This pasta will transport you - before you know it you'll be driving along the Baja coast, in a convertible with the top down, warm wind in your hair, the salt encrusted on your body. And you'll be thinking, "Why can't I be back home making Johanna and Mary Jo's Baja Lime Pasta ... NOT."
1 lb. rotini
2 boneless chicken breasts
2 cups stock or water
1 lime, juiced
½ cup chopped fresh coriander
S & P to taste
2 tbsp olive oil
1 Vidalia onion, diced
1 tbsp (or to taste) diced jalapeño
2 limes, juiced
3 cups diced tomatoes
1 cup chopped yellow pepper
1 cup cooked black beans
½ cup chopped fresh coriander
½ cup shredded Monterey Jack or Cheddar
2 avocados, pitted and chopped (Squeeze lemon over to prevent browning)

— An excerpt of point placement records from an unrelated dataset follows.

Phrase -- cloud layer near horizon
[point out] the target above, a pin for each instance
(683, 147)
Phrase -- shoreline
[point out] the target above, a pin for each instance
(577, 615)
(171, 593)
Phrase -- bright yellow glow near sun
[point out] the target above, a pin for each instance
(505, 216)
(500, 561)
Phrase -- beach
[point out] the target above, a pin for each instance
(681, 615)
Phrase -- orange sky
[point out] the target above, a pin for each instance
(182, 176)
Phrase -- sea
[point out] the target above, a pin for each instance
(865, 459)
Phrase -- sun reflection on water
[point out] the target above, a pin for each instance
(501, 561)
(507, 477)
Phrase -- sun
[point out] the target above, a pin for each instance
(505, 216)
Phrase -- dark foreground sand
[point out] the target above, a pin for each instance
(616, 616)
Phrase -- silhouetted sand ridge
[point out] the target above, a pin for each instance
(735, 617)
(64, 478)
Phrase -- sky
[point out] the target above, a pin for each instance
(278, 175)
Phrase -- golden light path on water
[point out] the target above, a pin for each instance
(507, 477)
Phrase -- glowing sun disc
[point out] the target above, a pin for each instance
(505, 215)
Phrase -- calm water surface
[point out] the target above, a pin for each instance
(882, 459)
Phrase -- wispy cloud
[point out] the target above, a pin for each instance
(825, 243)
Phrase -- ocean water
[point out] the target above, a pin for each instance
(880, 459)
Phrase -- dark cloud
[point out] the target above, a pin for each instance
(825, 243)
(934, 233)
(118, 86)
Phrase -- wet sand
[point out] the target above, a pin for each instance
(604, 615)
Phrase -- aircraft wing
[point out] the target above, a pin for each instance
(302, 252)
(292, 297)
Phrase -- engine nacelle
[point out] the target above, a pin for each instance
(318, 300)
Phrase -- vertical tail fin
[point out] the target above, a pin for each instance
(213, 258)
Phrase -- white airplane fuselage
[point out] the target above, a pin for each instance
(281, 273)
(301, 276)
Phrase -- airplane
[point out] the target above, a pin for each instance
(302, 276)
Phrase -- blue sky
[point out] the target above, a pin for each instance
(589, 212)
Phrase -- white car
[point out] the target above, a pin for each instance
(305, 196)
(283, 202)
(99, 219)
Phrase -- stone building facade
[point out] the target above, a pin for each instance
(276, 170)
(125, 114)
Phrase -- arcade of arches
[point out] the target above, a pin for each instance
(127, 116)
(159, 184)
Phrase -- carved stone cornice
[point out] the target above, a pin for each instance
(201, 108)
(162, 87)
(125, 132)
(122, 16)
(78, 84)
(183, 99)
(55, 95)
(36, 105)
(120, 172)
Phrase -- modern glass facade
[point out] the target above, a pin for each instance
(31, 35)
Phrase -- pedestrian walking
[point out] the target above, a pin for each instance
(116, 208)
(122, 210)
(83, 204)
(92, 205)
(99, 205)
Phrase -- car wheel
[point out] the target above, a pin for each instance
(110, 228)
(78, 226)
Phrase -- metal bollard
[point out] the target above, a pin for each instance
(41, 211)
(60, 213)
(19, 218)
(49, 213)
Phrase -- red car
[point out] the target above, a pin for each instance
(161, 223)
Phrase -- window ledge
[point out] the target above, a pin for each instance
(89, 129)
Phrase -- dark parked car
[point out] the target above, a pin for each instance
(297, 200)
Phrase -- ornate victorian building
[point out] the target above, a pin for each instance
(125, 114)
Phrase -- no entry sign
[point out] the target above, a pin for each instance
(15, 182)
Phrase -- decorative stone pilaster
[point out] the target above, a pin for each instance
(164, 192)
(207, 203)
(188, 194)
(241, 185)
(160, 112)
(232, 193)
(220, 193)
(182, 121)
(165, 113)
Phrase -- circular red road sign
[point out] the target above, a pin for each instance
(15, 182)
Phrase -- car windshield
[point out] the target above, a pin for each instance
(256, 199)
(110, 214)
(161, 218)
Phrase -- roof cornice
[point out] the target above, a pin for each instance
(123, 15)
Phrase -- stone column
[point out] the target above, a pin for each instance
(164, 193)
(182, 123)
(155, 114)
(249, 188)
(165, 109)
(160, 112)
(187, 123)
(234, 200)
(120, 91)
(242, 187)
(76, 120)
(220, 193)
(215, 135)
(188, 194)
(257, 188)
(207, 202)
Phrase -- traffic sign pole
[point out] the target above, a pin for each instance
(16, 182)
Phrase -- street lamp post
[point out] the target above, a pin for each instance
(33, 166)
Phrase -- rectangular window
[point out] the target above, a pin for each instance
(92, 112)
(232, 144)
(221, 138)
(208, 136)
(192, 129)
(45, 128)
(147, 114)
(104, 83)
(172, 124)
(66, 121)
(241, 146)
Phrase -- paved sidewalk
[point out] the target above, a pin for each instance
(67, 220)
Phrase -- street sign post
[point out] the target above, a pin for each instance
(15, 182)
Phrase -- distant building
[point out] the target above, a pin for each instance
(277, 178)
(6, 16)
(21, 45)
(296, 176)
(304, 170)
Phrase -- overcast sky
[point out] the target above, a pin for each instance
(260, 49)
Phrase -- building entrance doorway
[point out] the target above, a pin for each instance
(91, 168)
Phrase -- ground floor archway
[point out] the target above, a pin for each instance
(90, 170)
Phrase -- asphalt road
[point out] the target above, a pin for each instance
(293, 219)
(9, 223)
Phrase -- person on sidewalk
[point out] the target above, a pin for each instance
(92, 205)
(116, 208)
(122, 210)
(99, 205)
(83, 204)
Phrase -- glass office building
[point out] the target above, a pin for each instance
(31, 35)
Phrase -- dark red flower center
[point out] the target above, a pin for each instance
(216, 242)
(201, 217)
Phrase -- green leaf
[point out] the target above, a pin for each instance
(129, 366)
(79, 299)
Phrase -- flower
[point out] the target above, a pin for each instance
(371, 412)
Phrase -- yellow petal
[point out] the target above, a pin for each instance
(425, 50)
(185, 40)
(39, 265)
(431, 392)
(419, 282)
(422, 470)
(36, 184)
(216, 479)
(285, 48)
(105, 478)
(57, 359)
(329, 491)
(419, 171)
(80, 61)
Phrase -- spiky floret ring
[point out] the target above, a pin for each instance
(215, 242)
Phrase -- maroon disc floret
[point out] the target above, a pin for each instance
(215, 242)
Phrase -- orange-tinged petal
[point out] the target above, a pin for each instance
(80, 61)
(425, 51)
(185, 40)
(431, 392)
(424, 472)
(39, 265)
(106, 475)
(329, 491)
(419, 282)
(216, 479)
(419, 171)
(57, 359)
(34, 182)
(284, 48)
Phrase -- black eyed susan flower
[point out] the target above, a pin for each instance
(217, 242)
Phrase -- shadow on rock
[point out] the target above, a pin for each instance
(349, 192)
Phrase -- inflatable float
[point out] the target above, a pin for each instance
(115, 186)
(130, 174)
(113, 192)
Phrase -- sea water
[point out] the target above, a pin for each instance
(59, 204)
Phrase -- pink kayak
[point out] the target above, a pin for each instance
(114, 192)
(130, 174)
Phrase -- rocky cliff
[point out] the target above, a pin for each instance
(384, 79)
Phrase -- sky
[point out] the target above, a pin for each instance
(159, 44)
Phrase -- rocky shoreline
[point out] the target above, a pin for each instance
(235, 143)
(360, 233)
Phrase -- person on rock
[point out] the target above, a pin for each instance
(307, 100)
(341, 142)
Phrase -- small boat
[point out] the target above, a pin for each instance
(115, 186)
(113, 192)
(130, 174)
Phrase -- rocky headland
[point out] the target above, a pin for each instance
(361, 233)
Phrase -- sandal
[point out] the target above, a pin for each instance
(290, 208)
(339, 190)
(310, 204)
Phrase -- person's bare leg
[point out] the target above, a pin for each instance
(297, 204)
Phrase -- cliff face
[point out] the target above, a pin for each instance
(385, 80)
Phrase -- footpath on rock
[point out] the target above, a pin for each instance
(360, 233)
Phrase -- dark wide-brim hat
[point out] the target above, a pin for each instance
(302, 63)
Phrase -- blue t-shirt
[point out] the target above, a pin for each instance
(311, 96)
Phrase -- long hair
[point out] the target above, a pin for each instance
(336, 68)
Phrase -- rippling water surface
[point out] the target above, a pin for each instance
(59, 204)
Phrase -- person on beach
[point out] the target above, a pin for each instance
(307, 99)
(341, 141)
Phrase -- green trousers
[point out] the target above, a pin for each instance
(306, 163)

GARNISH with fresh coriander
Cook pasta in a large pot of salted, boiling water.
To poach chicken, put chicken, stock, juice of 1 lime, ½ cup coriander and S & P in a medium saucepan. Poach at medium heat for 12 to 15 minutes. Remove chicken from poaching liquid. When cool enough to handle, shred the meat.
In a large sauté pan cook the onion in olive oil until soft.
Add the shredded chicken, jalapeño, the juice of 2 limes, the tomatoes, yellow pepper, black beans, ½ cup coriander and cheese. Transfer to a platter and top with chopped avocado and black pepper. Garnish with coriander.